9 Quais são os documentos e/ou as informações normalmente exigidos para efeitos de registo de bens imóveis?

Nos termos do artigo 710.º‑1, do Código Civil, só os atos outorgados sob forma autêntica por um notário que exerça em França, bem como as decisões judiciais e os atos autênticos emanados de uma autoridade administrativa, podem dar lugar às formalidades de inscrição no registo predial.

Se existir um bem imóvel incluído na massa sucessória, o notário deve redigir o respetivo certificado notarial (attestation immobilière). Esse ato autêntico atesta a transferência de propriedade dos bens imóveis para a posse dos herdeiros, devendo ser inscrito no registo predial. O valor do bem deve ser declarado pelos herdeiros e indicado no ato. Deve corresponder ao preço de mercado.

9.1 A nomeação de um administrador é obrigatória ou obrigatória mediante pedido? Em caso afirmativo, quais as medidas a tomar?

No direito francês, a intervenção de um mandatário não está prevista nem é imposta, mas é possível se o mandatário for designado pelo tribunal. A inscrição de dados nos registos prediais é da responsabilidade dos herdeiros, assistidos pelo notário. O falecido pode ter nomeado um executor testamentário, cujos poderes são definidos pelos artigos 1025.º e seguintes do Código Civil.

9.2 Quais são as pessoas habilitadas a executar a disposição por morte do falecido e/ou a administrar a herança?

A execução das disposições por morte e a administração dos bens da herança são da responsabilidade dos herdeiros. Em caso de litígio, o tribunal competente é o tribunal de comarca do lugar de abertura da sucessão.

O tribunal pode nomear um mandatário sucessório que represente todos os herdeiros dentro do limite dos poderes que lhe são conferidos (artigo 813.º‑1 do Código Civil).

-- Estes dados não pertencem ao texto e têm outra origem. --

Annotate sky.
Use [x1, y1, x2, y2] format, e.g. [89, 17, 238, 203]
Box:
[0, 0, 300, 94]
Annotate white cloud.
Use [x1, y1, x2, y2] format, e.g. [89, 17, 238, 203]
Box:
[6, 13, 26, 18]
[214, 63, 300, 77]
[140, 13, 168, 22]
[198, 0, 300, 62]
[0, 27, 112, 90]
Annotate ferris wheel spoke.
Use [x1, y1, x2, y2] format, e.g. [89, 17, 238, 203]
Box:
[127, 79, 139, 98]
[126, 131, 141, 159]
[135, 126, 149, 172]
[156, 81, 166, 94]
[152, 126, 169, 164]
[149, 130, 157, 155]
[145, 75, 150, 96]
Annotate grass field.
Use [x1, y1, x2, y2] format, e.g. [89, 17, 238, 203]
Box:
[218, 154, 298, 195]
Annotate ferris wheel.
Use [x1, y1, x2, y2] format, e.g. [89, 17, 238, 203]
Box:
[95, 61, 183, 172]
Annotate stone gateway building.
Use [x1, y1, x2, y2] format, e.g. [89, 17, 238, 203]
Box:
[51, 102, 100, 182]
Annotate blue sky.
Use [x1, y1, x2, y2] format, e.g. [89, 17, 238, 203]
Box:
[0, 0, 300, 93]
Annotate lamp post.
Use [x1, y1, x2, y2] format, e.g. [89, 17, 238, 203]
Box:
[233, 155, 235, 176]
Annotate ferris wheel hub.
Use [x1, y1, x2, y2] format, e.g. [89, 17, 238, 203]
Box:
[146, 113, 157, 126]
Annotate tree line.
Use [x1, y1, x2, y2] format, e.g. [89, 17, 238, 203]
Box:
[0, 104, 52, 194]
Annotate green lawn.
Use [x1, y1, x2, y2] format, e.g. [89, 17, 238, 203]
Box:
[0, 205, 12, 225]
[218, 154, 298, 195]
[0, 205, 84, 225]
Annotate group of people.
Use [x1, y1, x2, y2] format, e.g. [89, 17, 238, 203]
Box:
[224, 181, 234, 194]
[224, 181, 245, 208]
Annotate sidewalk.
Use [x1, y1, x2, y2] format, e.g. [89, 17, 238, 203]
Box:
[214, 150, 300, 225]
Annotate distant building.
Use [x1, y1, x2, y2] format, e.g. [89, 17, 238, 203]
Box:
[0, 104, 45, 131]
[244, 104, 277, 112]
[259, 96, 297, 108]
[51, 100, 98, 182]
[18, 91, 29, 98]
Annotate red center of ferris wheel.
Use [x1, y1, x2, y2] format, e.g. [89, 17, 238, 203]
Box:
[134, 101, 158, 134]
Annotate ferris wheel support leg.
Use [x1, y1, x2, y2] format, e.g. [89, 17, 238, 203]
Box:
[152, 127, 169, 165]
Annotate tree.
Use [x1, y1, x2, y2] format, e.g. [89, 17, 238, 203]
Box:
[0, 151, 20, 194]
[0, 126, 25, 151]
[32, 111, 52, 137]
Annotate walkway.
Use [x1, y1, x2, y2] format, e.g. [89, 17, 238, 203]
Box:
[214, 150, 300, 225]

No direito francês, há outros tipos de mandato que também permitem administrar uma herança. É o caso, nomeadamente, do mandato com efeitos póstumos (artigo 812.º do Código Civil), que permite ao de cujus nomear em vida um mandatário com a missão de administrar ou gerir total ou parcialmente a herança a favor dos herdeiros. Existe igualmente o mandato convencional (artigo 813.º do Código Civil), sujeito às regras do direito comum, e, finalmente, o mandato judicial anteriormente mencionado.

9.3 Quais são os poderes conferidos a um administrador?

Os herdeiros instituídos têm plenos poderes. Em caso de dificuldade ou de impasse, o tribunal pode ser chamado a intervir e pode ser designado um administrador. O mandatário será então responsável por organizar provisoriamente a sucessão devido a inércia, incumprimento ou erro de um ou mais herdeiros nessa sucessão. No âmbito da sua missão, executa atos exclusivamente destinados a conservar, fiscalizar e administrar a herança (artigo 813.º‑4). Dentro dos limites dos poderes que lhe são conferidos, o mandatário também representa todos os herdeiros nos atos civis e judiciais (artigo 813.º‑5, do Código Civil).

10 Que documentos são normalmente emitidos nos termos do direito nacional durante ou no termo do procedimento sucessório para provar o estatuto e os direitos dos beneficiários? Têm força probatória específica?

No direito francês, o ato notarial é o ato habitualmente lavrado pelo notário para justificar a qualidade de herdeiro (artigo 730.º‑1 do Código Civil), apesar de a prova ser livre. Trata‑se de um ato autêntico que indica quem são os herdeiros do falecido e as proporções em que cada um deles herda. Para o efeito, necessita que os familiares do falecido lhe forneçam os documentos que permitem identificar os membros da família implicados na sucessão (cédula familiar, contrato de casamento, sentença de divórcio, etc.). O ato notarial faz fé até prova em contrário. Esse ato pode ser substituído por uma simples certidão de transmissão assinada pelos herdeiros, no caso das pequenas heranças.

Se for caso disso, o notário pode lavrar um ato de opção sucessória ou uma certidão de transmissão de bens imóveis.

A sucessão é concluída com a partilha dos bens, geralmente registada num ato de partilha lavrado pelo notário.